Today's Letters: Beach community has deteriorated
By LETTERS TO THE EDITOR
Published June 27, 2007
Clearwater used to be the family beach, and that's why we couldn't wait to move here permanently. Our children visited the recreation center, swam and fished, and we enjoyed walking through the community and beach. People smiled and greeted visitors in passing.
Now, all manner of environmental pollution - the human type - assaults the senses. Police are frequently called to North Mandalay. Our community is dying.
On the beach, filthy language and dangerous skim boards accost, while my front yard is flagrantly used as a urinal and trash heap for the refuse of the beer-orgies.
Instead of the occasional, ineffective appearance of police cars, tandem officers should have a routine patrol in a four-wheel drive vehicle up and down the beach to personally confront the abusers.
If unmanageable taxes and insurance weren't enough, why would any respectable person want to be here?
V. J. Jackson, Clearwater
Officials must stop spending
With the recently ordered rollback of property taxes, local governments are threatening residents with cuts to vital and basic services.
Local governments need to stop their unchecked spending. The Clearwater City Council seems to forget it has spent and continues to spend millions of dollars on frivolous projects at our expense.
Who can forget the beach roundabout - the millions of tax dollars expended to build and then revamp it? The then-City Commission approved a fountain in the center, which wasted water and caused traffic accidents.
They invited developers to tear down existing motels and hotels along Clearwater Beach. These same developers are now balking at building new hotels and condos due to increased real estate taxes and the insurance bills. The council has managed to remove the income these hotels were producing. This is causing the residents to have to make up the difference.
The final straw is the Beach Walk project. They have managed to remove most of the parking along Clearwater Beach. Now they must turn to the same developers who devastated Clearwater Beach and beg them to build new parking for the beach.
It's time we hold our elected officials responsible for their actions. Instead of spending tax dollars on any whim they choose, they should be investing in better services. The money they have spent on these fiascoes would make up any deficit a tax rollback would create.
Our government officials seem to forget they are there to serve the best interests of the people who elected them.
Jim Carr, Clearwater
City needs a chief financial officer
The politicians' standard cry over reducing the budget is always the threat of the school, police and fire budgets being slashed. I thought those were essentials in any city budget.
Great consternation and thought tells us that $4.4-million can be cut from the budget. No mention of the pet projects financed by the taxpayer: millions of dollars improving Cleveland Street in downtown; close to $30-million on the Beach Walk; $500, 000 subsidizing the landscaping of a hotel on Court Street. All seem to be discretionary spending and not necessarily productive, and certainly extravagant compared to police and fire protection and educating our children.

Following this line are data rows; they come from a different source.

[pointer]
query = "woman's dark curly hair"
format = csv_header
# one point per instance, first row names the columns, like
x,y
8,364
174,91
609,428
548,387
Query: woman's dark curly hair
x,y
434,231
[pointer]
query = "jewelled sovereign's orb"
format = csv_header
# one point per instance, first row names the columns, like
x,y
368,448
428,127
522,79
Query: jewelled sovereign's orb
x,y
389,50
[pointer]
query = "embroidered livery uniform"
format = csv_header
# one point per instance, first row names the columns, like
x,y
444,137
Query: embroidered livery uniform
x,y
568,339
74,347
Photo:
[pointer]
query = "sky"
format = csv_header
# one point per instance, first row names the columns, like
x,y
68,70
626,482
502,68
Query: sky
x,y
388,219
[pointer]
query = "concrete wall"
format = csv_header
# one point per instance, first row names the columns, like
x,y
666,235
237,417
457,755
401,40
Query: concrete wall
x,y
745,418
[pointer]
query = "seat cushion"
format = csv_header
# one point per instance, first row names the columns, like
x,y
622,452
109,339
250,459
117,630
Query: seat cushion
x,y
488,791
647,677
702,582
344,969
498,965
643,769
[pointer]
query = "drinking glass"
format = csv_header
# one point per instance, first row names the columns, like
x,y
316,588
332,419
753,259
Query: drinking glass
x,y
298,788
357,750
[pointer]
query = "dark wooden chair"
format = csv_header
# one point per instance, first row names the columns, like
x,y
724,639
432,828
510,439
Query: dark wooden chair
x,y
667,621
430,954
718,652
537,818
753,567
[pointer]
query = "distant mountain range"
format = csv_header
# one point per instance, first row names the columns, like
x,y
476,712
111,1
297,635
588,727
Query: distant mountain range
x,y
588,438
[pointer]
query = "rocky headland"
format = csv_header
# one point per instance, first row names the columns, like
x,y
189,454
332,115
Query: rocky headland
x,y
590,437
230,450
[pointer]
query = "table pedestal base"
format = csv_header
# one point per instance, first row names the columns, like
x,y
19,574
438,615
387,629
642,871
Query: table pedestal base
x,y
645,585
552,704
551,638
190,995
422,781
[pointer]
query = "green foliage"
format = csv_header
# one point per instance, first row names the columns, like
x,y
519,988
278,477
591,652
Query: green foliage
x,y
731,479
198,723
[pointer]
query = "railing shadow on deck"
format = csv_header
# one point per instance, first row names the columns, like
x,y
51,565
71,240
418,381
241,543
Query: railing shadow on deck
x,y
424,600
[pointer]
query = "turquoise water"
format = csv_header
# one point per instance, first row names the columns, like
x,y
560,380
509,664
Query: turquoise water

The Jolley Trolley is another example of money not well-utilized - cute idea, but makes no economic sense.
The demolition of the senior citizen center in Clearwater was pure waste; we still need a senior citizen center - not a new, extravagant, state-of-the-art complex. Morningside Recreation Center is utilized by homeowners and has been for years; it needs maintenance but budget constraints threaten to close that down.
For a city the size of Clearwater, we possibly have too many employees. There is always money to pay a consultant a hefty fee to advise the City Council members on additional ways to spend the taxpayers' money.
Spending money does not take great talent; budgeting necessities takes both talent and responsibility. I would suggest what Clearwater is in great need of is a chief financial officer to retain some fiscal responsibility for our budget. It might be taken under consideration for the county as well.
Dorie Sampson, Clearwater
Police, fire cuts will hurt city
Congratulations to the mayors of St. Petersburg and Tampa, who have assured their citizens there will be no budget cuts in the police and fire departments.
These mayors can distinguish between safety and services.
Their populations will remain safe while budget cuts are directed to less essential services.
Sadly, Clearwater's mayor, council members and city manager cannot see this distinction and do not recognize that the safety of Clearwater's citizens deserves the highest priority.
Clearwater's cuts in the police and fire departments invite the criminal element to our city. Our Police Department has been regarded as one of the finest in the nation.
How sad it is that that rating will surely suffer as the crime rate increases.